3. Belastingdienst schond recht op eerbiediging van persoonlijke levenssfeer adviseur
X exploiteert een advieskantoor. Vanaf het jaar 2006 voerde het kantoor van X voor circa 200 cliënten fiscale procedures tegen de Belastingdienst over met name de aftrek van eigenwoningrente en fiscale durfkapitaalfaciliteiten.
Bij het Openbaar Ministerie liep in het verleden een strafrechtelijk onderzoek naar het advieskantoor waarbij stukken in beslag zijn genomen. De Belastingdienst gebruikt deze informatie met toestemming van het OM voor hun eigen onderzoek naar het advieskantoor.
In uitspraken van de Belastingdienst op bezwaren van de cliënten van X staat vermeld dat X als verdachte van strafbare feiten wordt aangemerkt.
X heeft hierover geklaagd bij de Nationale ombudsman.
De Nationale ombudsman acht het van belang dat de Belastingdienst bij het opnemen van dergelijke informatie de hoogst mogelijke zorgvuldigheid betracht. De Nationale ombudsman is van oordeel dat de Belastingdienst niet behoorlijk handelde door te vermelden dat X als verdachte werd gezien voor een strafbaar feit waarvoor hij inmiddels was vrijgesproken.

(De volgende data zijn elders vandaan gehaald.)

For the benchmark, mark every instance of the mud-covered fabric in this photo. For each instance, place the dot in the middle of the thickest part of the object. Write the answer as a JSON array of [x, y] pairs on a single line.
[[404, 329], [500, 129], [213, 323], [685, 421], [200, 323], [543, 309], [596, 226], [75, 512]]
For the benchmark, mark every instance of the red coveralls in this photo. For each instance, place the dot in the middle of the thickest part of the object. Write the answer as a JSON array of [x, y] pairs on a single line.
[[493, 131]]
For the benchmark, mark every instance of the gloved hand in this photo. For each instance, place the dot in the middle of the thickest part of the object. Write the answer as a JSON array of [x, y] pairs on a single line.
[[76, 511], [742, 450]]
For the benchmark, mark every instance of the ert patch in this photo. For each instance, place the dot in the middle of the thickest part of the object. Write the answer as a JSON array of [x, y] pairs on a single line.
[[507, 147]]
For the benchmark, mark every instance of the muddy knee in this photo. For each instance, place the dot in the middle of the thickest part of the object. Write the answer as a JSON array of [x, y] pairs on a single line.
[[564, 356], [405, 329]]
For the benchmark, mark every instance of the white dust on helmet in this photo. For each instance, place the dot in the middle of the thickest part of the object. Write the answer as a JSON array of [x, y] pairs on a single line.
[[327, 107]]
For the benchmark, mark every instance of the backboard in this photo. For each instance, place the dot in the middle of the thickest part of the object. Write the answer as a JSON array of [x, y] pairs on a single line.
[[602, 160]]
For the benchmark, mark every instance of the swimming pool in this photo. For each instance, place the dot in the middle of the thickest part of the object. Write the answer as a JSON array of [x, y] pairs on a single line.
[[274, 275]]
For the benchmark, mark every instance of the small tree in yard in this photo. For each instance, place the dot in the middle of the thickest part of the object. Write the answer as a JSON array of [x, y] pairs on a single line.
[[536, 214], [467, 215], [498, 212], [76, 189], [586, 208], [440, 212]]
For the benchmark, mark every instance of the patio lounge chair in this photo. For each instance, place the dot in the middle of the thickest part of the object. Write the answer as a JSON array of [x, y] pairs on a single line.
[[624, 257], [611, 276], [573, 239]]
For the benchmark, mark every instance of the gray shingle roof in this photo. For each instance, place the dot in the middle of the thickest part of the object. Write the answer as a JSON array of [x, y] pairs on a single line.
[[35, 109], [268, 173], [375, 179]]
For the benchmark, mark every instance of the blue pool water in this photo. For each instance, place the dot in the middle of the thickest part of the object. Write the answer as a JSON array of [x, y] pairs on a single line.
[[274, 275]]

Verder is de Nationale ombudsman van oordeel dat de Belastingdienst niet de hoogst mogelijke zorgvuldigheid heeft betracht door cliënten van X als verdachte in de beslissingen aan te merken, terwijl zij geen verdachte meer waren. Op grond van deze punten was er sprake van schending van het recht op eerbiediging van de persoonlijke levenssfeer.